Netherlands has second largest gender pension gap in EU
On average, men in the Netherlands receive over 40 percent more pension than their female peers. With that, the Netherlands has the second largest pension gap in the European Union, after Cyprus. This difference will decrease a little bit in the coming years, but will not disappear by itself, research by pension think tank Netspar showed, NOS reports.
In 2018, men in the Netherlands received an average pension of 34 thousand euros, while women received almost 20 thousand euros on average. This gap is largely the result of rules and circumstances from the past. The women who are now retired come from a generation of women who often worked few hours and usually for lower wages than men. Until 1958, for example, married women in the Netherlands weren't allowed to work.
But the current generation of working women also work part-time relatively often and therefore build up less pension than their male peers. "Dutch women are champions of part-time work," researcher Marike Knoef said to NOS. "But what also plays a role is that pensions in sectors where many women work are lower." Women also live longer than men on average. "In order to receive the same monthly pension, more contributions are therefore needed in sectors with many women."
The pension gap between men and women will decrease somewhat in the coming years. In the past decades, women started working more than the previous generations. In 2005, a woman in her sixties had accrued a pension of more than 2 thousand euros above the state pension. In 2014, that increased to around 5,500 euros per year. But that curve is flattening off. "At this rate, it will not be possible to close the gap in the next 20 years," Knoef said.

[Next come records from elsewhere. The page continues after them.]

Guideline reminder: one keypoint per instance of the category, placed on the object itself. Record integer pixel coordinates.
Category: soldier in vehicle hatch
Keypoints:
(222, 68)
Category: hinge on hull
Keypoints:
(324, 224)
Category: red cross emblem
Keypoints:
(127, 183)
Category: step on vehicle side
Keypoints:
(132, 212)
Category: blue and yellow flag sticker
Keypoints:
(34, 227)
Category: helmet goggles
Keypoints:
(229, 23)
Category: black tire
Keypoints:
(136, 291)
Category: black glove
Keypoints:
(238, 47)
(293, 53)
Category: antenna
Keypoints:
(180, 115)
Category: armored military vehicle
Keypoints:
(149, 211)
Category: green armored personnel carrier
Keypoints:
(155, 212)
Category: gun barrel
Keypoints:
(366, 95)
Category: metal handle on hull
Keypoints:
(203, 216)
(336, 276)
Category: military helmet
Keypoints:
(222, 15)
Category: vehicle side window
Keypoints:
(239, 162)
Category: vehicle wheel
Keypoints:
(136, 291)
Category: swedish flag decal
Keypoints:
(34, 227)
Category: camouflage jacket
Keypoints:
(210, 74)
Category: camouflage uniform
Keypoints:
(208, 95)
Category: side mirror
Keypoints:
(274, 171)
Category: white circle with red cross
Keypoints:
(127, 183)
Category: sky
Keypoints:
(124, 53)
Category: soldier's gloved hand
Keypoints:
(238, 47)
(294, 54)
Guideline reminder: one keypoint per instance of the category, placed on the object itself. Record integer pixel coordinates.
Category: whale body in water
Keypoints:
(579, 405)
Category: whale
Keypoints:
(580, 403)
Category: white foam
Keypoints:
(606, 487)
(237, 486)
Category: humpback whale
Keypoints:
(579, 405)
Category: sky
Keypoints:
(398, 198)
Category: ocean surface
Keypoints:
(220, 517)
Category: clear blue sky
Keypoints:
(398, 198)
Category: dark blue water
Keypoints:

The Netspar researchers therefore called for active policy to close this gap. One solution is to boost women's labor participation with policy that favor them, such also giving preference to a female applicant in the event of unequal suitability. Though the researchers pointed out that this type of policy will entail many legal hurdles. Another option is to get more women working full-time, or more men working part-time. This can be achieved by expanding partner leave, so that women are less hindered from working after childbirth, or expanding options for working from home.